Nova Scotia: 28 points (40 per cent)

Nova Scotia is part of forecasters' four-way tie for slow growth in 2000, after a relatively strong year in 1999.

Its big problem appears to be a sharp drop in planned capital spending, which -- after Sable Island -- is set to drop 21 per cent this year, according to the Statscan survey. But the demise of steel and coal in Cape Breton also weighs on the province's economic outlook.

The bright spots in the recent data are housing starts, up by a massive 22 per cent in the latest six-month period; and factory shipments, which have also grown faster than the national average.

The provincial government's planned spending cuts will not only reduce public sector employment, but probably impair consumer confidence as well.

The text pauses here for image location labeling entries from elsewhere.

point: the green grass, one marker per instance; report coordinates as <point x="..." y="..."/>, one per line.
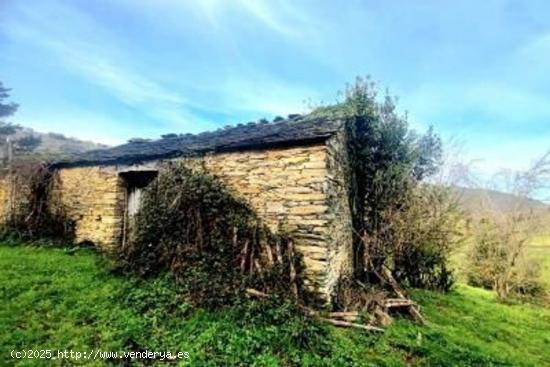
<point x="56" y="299"/>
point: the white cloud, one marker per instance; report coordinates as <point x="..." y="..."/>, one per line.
<point x="88" y="50"/>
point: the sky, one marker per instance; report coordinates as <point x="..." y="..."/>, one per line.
<point x="109" y="70"/>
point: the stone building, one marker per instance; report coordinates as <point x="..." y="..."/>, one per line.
<point x="292" y="171"/>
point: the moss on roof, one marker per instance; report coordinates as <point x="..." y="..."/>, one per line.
<point x="298" y="130"/>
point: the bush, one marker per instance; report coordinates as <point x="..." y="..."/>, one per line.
<point x="36" y="213"/>
<point x="189" y="224"/>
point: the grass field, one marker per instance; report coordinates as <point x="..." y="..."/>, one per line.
<point x="57" y="299"/>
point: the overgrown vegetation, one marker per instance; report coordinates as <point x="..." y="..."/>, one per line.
<point x="35" y="212"/>
<point x="190" y="224"/>
<point x="60" y="299"/>
<point x="498" y="255"/>
<point x="402" y="224"/>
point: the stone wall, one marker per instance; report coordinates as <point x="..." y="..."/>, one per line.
<point x="299" y="189"/>
<point x="94" y="198"/>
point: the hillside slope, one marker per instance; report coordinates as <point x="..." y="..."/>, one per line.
<point x="477" y="200"/>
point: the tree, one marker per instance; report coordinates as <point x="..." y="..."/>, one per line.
<point x="389" y="162"/>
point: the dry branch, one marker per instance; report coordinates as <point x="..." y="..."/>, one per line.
<point x="341" y="323"/>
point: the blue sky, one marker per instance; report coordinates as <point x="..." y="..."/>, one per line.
<point x="108" y="70"/>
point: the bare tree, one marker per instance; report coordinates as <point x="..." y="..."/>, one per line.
<point x="502" y="233"/>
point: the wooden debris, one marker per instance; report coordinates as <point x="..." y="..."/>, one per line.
<point x="401" y="294"/>
<point x="341" y="323"/>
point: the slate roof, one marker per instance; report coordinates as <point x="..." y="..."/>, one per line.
<point x="290" y="132"/>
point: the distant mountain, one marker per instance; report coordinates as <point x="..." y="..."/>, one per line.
<point x="476" y="201"/>
<point x="49" y="145"/>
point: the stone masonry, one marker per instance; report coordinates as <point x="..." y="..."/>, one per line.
<point x="94" y="198"/>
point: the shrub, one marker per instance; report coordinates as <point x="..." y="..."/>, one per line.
<point x="189" y="224"/>
<point x="35" y="212"/>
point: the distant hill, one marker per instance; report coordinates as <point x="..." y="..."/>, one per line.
<point x="478" y="200"/>
<point x="50" y="145"/>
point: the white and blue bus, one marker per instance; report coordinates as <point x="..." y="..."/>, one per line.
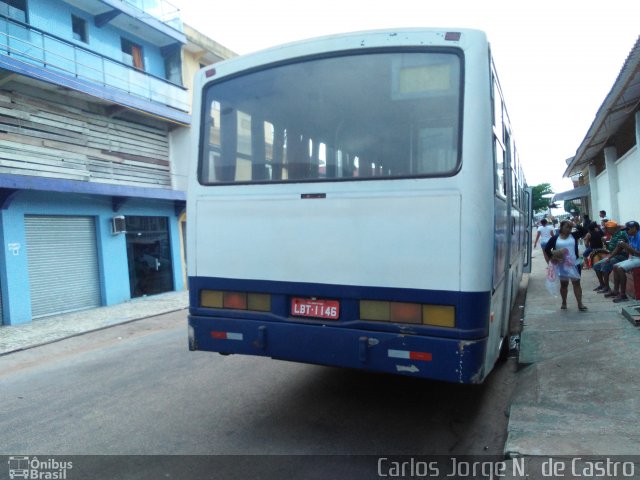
<point x="357" y="201"/>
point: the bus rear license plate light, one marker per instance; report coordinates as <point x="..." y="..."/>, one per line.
<point x="439" y="315"/>
<point x="235" y="300"/>
<point x="315" y="308"/>
<point x="211" y="299"/>
<point x="259" y="302"/>
<point x="374" y="310"/>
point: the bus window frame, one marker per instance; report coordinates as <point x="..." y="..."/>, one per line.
<point x="459" y="52"/>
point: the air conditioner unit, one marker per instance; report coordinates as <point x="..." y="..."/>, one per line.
<point x="118" y="225"/>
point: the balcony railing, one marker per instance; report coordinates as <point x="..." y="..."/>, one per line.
<point x="161" y="10"/>
<point x="35" y="47"/>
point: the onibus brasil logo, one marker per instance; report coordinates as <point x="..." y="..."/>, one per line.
<point x="33" y="468"/>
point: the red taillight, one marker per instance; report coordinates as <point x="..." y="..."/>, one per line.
<point x="235" y="300"/>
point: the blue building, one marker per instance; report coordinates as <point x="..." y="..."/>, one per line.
<point x="91" y="101"/>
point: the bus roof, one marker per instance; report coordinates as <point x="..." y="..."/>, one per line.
<point x="351" y="41"/>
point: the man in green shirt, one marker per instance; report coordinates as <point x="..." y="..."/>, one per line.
<point x="604" y="267"/>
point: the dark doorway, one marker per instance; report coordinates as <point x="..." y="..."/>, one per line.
<point x="149" y="255"/>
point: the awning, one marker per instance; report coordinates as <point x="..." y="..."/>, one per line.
<point x="581" y="191"/>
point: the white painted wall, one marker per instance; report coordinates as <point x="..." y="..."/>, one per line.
<point x="629" y="179"/>
<point x="604" y="200"/>
<point x="179" y="157"/>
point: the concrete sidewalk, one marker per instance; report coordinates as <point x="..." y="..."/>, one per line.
<point x="579" y="392"/>
<point x="50" y="329"/>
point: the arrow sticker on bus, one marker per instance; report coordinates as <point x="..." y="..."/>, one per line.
<point x="226" y="336"/>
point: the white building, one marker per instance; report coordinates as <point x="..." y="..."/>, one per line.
<point x="606" y="167"/>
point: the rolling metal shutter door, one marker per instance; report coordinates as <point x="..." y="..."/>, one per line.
<point x="63" y="264"/>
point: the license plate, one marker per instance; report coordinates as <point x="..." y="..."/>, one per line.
<point x="308" y="307"/>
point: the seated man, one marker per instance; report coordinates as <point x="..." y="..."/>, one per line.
<point x="620" y="269"/>
<point x="604" y="267"/>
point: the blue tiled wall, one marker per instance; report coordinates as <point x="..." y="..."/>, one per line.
<point x="112" y="251"/>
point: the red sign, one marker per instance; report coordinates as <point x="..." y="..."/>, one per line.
<point x="307" y="307"/>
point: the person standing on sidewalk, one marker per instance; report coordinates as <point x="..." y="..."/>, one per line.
<point x="604" y="267"/>
<point x="563" y="251"/>
<point x="620" y="269"/>
<point x="592" y="242"/>
<point x="545" y="232"/>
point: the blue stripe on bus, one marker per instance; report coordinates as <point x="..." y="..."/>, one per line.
<point x="472" y="308"/>
<point x="446" y="359"/>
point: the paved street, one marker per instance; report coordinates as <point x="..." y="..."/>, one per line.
<point x="136" y="389"/>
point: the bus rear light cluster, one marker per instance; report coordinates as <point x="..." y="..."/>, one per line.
<point x="401" y="312"/>
<point x="257" y="302"/>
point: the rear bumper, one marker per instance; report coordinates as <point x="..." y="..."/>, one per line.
<point x="451" y="360"/>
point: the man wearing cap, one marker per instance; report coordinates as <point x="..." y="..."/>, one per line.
<point x="620" y="269"/>
<point x="604" y="267"/>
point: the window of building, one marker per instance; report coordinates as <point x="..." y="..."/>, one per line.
<point x="16" y="9"/>
<point x="132" y="54"/>
<point x="79" y="28"/>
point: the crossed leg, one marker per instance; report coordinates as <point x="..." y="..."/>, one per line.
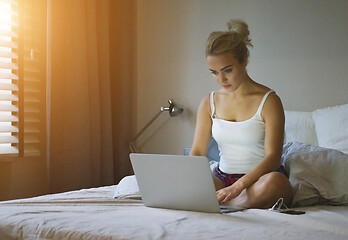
<point x="263" y="193"/>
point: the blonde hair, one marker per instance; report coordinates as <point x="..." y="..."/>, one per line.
<point x="235" y="41"/>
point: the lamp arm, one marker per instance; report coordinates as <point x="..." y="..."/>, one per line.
<point x="131" y="143"/>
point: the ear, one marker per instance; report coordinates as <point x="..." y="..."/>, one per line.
<point x="245" y="62"/>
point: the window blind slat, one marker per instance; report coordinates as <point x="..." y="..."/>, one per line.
<point x="8" y="44"/>
<point x="7" y="54"/>
<point x="8" y="118"/>
<point x="8" y="97"/>
<point x="8" y="129"/>
<point x="9" y="65"/>
<point x="22" y="77"/>
<point x="8" y="150"/>
<point x="8" y="33"/>
<point x="8" y="86"/>
<point x="4" y="107"/>
<point x="8" y="76"/>
<point x="8" y="139"/>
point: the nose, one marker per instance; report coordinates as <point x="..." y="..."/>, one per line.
<point x="222" y="77"/>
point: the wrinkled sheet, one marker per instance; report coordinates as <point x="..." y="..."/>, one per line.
<point x="94" y="214"/>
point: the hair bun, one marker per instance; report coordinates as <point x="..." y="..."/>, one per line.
<point x="241" y="28"/>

Manitoba: 16 points (23 per cent)

These are indeed tough times for Manitoba, and it shows both in the indicators of recent growth and in forecasts for 2000. The province is the fourth member of the tie for the bottom in the eyes of forecasters.

Farming and mining both suffered setbacks last year. The fragility of the economy can be seen in the slow growth of jobs in recent months, where Manitoba is tied for last spot with New Brunswick; a decline in wholesale trade; no growth in factory shipments; slow growth in retail sales; and a 24-per-cent drop in housing starts.

Until prosperity returns to the farms, Scotiabank said, an increase in consumer spending is unlikely.

Ranking the Provinces
The fourth semi-annual ranking of provincial economies assigns points based on seven indicators: employment, housing starts, retail sales, wholesale trade, manufacturing shipments, capital spending plans and GDP growth forecasts.